The World Trade Organization formed on the basis of a trading system known as the General Agreement on Tariffs and Trade (GATT), which was established in 1948 in the post-WWII international cooperation era. However, in the midst of globalization and formation of new sectors, the GATT principles became outdated. This led to a series of talks beginning in 1986, which became known as the Uruguay Round. The negotiations sought to expand beyond the principles of basic goods trading and included principles, which covered services, intellectual property, agriculture. Also, it focused on highly sensitive issues of tariffs, economic equality, and trade reforms (World Trade Organization, 2015).
In 1994, the final talks of the Uruguay Round concluded officially forming the World Trade Organization, which became fully operational in the next year. The organization had 128-member states, which has since grown to 164 and 23 observing countries seeking membership. The institution continuously reforms its policies. In 2001, a series of negotiations known the Doha Development Agenda began, which sought to further regulate tariffs and lower barriers to trade (World Trade Organization, 2015). Furthermore, the organization seeks to expand, involving developing states and introducing guidelines on liberalizing domestic and international economies.
The essential function of the WTO is to encourage free and equitable international trade, which contributes to the global economic growth and establishing intergovernmental cooperation. As a result, member states receive assurance that both consumers and producers will have guarantees and feel secure within trade agreements. In turn, this promotes stable supply lines, high quality of products, greater availability of choices, and openness of foreign markets. The WTO achieves this through trade agreements, which are negotiated using its platform and principles. Using the gravity of a multilateral trading system, the most prominent economic states ratify broad agreements with global ramifications in the international economy, which guarantees critical trade rights (Barnor, Adu-Twumwahh, & Osei, 2015).

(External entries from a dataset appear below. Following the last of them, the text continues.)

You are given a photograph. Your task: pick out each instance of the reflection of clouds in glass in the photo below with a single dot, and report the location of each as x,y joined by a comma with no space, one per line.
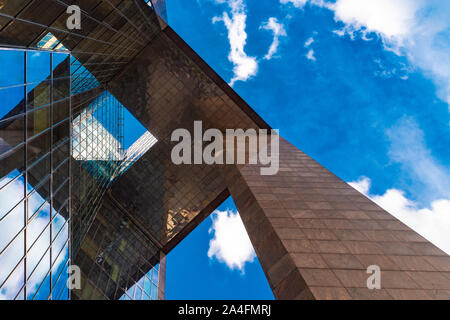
146,288
38,241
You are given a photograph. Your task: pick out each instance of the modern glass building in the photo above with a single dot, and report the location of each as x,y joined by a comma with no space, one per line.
86,177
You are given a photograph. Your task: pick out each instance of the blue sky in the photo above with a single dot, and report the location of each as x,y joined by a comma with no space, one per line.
361,86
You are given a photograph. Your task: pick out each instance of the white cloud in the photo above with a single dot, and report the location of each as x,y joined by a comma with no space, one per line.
309,42
310,55
417,29
230,244
432,223
431,180
245,67
278,31
296,3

The open negotiation platform of the WTO sought to resolve the “prisoner’s dilemma” of global trade since there was no international body, which could effectively regulate it. The functions of the WTO include the negotiation and administration of agreements, especially regarding market access and tariffs. It is part of a reduction in trade barriers and stimulating international cooperation. The organization seeks to collect data about each member state’s economies and trade policies, which facilitates fairness and open access to information essential to economic agreements. Finally, the institution maintains a critical role of providing a mechanism for the settlement of disputes. It uses a power-based and a rule-based system to negotiate any type of trade conflicts between member states, establishing a fair resolution to the dispute and potentially mending commerce relationships (Barnor, Adu-Twumwahh, & Osei, 2015).
The last several years have been increasingly difficult for the WTO, which is undergoing a systemic crisis. The institution is facing various criticisms of political biased, favoritism, and slow rate of progress. Many developing countries and even member states consider the organization to be detrimental to domestic economic growth due to a myriad of obligations, that must be followed. There are concerns that the WTO principles and procedures cannot adapt to the rapidly changing realities of the international economy, including innovative sectors, concerns for climate change, and evolving global value chains. In its evaluation of future prospects, the WTO is seeking to focus on the process of negotiations, the shifted focus towards regional trade agreements, and the sovereignty and democracy of global markets, which are critical to the multilateral trading system (VanGrasstek, 2013). There is strong contention about the direction, which the organization should take to resolve these challenges. Some are advocates for the traditional approach of thorough multi-year negotiations while others support a flexible system of amendments to the WTO accords.
The WTO was formed based off previous GATT agreements, which sought to create a global economic and trade institution. The organization continues to evolve and expand to become inclusive and a platform for negotiation and implementation of international agreements. The future of the WTO is unknown due to the volatile nature of the geopolitical climate and numerous challenges, which arise in its function as a global regulating institution. It is clear that the organization requires specific changes in structure and accords that can accommodate countries of different economic development while balancing interests in various sectors, which avoid benefiting the select few. Furthermore, WTO needs to stimulate globalization in a time when nationalism and geopolitics is causing many states to reconsider participation in international trade agreements or create regulations, which only benefit domestic businesses. The WTO continues to face criticism over its practices and function, which it needs to address in order to remain relevant.
Barnor, C., Adu-Twaumwaah, D., & Osei, P.H. (2015). The role and functions of the International Trade Organization (ITO) and the World Trade Organization (WTO): The major differences and similarities. International Journal of Sciences: Basic and Applied Research, 24(6), 92-101. Web.
VanGrasstek, C. (2013). The history and future of the World Trade Organization. Geneva, Switzerland: Atar Roto Presse SA.
World Trade Organization. (2015). Understanding the WTO. Web.